Friday, January 18, 2008

Council Winners

Watchers Council winners for the week of January 18 have been posted.

First place in the council went to Ed. Schools: They're Awful (for the most part) by The Colossus of Rhodey. It's a dead-on post, and as one who got a teaching certificate long ago, I can add my voice to the chorus of people attesting to that.

Votes also went to The Race Card, Liberal Guilt and Our Next President by Wolf Howling, Paul of Mises; or How the New Republic Bewitches the Right by Big Lizards; and 500,000 Iraqis Did Not Die by Cheat Seeking Missiles.

The last was an important post on the new study by the World Health Organization and the Iraqi government estimating 151,000 war-related civilian deaths, as opposed to 655,000 estimated by the notorious and much-criticized Johns Hopkins/Lancet study of civilian deaths in Iraq.

The number matters, in domestic political arguments at least. The authors of the 600,000 figure knew they were throwing out a political grenade, because they insisted their report be timed to hit the headlines just before Congressional elections in the U.S.
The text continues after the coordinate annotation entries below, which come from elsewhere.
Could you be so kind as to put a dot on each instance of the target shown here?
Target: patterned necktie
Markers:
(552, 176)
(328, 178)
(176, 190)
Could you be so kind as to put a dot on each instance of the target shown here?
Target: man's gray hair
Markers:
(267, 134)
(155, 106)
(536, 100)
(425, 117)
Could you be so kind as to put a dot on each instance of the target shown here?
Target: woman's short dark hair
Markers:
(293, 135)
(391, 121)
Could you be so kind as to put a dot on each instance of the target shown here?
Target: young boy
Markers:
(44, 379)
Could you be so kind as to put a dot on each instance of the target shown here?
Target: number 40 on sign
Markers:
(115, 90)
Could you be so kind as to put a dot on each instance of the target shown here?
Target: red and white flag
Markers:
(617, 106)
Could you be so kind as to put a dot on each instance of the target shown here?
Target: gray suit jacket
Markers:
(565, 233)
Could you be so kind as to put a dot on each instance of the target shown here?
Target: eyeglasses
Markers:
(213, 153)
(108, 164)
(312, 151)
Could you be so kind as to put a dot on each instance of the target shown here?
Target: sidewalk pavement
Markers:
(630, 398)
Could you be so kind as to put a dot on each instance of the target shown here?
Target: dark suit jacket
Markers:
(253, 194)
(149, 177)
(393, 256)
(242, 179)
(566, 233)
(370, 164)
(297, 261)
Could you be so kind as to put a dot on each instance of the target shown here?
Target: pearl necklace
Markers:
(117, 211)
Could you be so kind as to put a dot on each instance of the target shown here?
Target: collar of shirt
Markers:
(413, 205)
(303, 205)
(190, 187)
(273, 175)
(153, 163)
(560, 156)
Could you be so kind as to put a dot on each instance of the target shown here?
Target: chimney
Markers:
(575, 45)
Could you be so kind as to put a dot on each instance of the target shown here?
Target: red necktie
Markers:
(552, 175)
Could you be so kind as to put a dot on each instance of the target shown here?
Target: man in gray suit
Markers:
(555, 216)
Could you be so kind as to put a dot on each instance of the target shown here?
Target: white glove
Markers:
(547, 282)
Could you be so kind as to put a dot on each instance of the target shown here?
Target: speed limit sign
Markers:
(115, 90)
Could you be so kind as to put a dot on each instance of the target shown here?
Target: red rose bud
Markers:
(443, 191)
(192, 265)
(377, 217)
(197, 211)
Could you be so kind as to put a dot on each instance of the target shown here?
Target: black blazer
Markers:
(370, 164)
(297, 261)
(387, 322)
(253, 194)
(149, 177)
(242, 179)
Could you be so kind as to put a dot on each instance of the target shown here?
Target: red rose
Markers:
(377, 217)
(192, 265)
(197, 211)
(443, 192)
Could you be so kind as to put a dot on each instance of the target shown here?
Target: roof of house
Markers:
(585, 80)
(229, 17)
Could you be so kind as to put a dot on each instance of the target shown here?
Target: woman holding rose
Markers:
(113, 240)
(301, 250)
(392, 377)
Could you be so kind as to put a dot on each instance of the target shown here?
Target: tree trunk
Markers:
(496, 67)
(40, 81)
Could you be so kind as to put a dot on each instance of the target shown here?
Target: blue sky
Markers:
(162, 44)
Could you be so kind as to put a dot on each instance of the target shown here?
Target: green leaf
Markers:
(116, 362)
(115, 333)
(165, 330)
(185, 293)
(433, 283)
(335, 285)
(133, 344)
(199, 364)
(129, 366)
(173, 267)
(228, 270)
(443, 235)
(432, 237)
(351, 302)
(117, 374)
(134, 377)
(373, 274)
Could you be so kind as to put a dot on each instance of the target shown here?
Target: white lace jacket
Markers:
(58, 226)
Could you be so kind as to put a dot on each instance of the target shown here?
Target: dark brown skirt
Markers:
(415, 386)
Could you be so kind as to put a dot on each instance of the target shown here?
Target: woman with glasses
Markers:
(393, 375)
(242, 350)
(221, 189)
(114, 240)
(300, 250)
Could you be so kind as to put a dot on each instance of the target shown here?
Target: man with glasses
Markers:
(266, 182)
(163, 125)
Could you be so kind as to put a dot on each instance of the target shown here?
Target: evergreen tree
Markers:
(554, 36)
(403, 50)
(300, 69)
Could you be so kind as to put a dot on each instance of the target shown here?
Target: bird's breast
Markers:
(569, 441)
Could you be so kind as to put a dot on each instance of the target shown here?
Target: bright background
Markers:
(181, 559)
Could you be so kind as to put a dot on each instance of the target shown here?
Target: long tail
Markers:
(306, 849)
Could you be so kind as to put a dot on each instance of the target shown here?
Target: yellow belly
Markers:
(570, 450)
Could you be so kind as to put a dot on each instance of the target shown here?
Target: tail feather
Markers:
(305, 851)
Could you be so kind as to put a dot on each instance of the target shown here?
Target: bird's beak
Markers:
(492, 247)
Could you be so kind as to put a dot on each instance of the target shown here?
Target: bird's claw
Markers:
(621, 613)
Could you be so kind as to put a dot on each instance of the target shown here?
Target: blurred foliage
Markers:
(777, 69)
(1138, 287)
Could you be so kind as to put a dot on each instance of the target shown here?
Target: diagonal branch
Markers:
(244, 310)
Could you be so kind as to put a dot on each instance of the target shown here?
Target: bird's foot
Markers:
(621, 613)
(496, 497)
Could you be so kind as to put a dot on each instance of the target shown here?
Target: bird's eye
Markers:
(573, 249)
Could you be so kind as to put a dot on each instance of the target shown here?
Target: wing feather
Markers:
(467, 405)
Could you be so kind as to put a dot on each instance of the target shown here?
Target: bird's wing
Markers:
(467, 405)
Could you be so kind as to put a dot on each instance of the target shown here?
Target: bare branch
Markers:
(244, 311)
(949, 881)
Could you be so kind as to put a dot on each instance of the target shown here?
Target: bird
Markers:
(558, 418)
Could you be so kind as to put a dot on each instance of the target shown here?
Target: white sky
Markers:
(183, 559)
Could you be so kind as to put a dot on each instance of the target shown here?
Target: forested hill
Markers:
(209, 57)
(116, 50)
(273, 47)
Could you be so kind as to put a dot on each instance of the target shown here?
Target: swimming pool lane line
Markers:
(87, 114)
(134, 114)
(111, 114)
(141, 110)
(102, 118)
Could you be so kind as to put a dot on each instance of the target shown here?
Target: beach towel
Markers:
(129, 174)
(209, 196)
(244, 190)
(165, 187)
The number matters. Because the anti-Iraq War argument often is built around it. A version of it came up recently in a spat between Michael J. Totten and some progressive anti-war commenters, for instance. It can be paraphrased like this: "The amount of damage and death unleashed by the Iraq War is so great as to overwhelm any good that has or can come as a result of it, and anyone who fails to admit this is either insane or vicious." The 650,000 figure is the central prop of that argument.

However, arguing against it is a walk through a minefield. All unnecessary deaths are tragic, all modern wars kill far more civilians than soldiers. It doesn't matter to a dead Iraqi if she's one of 150,000 or 650,000.

Laer generally does a good job of it, but its probably not wise to put the more accurate number into the context of the Dresden firebombings or the destruction of the Warsaw ghetto, as he does; two of the most horrific acts of the last century.

This is the sort of issue you would argue differently among friends and among opponents. But online, every piece of writing is open to both. And an unsympathetic reader would retort with, "OK, so we're comparing ourselves to the S.S. in Poland? Wonderful." Laer's listing of deaths attributed to Saddam before his ouster is a better tactic.

He rightly flags a gross shortcoming in the new study:

Unfortunately, the new Iraq/WHO study, which you can read in its entirety here, does not include a break-down of violent deaths among the three war-related causes -- military ops, insurgent attacks or sectarian violence. If the breakdown were available, I'm sure it would show Islamists to be responsible than Americans for the deaths of Iraqis. I'm looking forward to that study.

Outside the council, the landslide winner was Kangaroo Court, Ezra Levant breathtaking blast at a "human rights commission" that hauled him in to defend himself against publishing things that offended someone. Even people on the American left who found him odious were able to see he's right about this. As Chomsky said, "If we don't believe in free expression for people we despise, we don't believe in it at all."

Also getting votes were Ashamed to be Canadian! by Covenant Zone, which dealt with the same topic, Barack Obama -- I'm Sure We've Seen Him Somewhere Before by Armando Iannucci, and The Media Does It Again by Armed Liberal at Winds of Change.

The last was one of many able take-downs online of a big Sunday New York Times cover story on murders committed by returning veterans of the wars in Iraq and Afghanistan. Bloggers were able to use easily available statistics to show what the New York Times omitted to learn or report: That the murder rate among such men is not out of line with the general rate among men of that age group who have not been to war.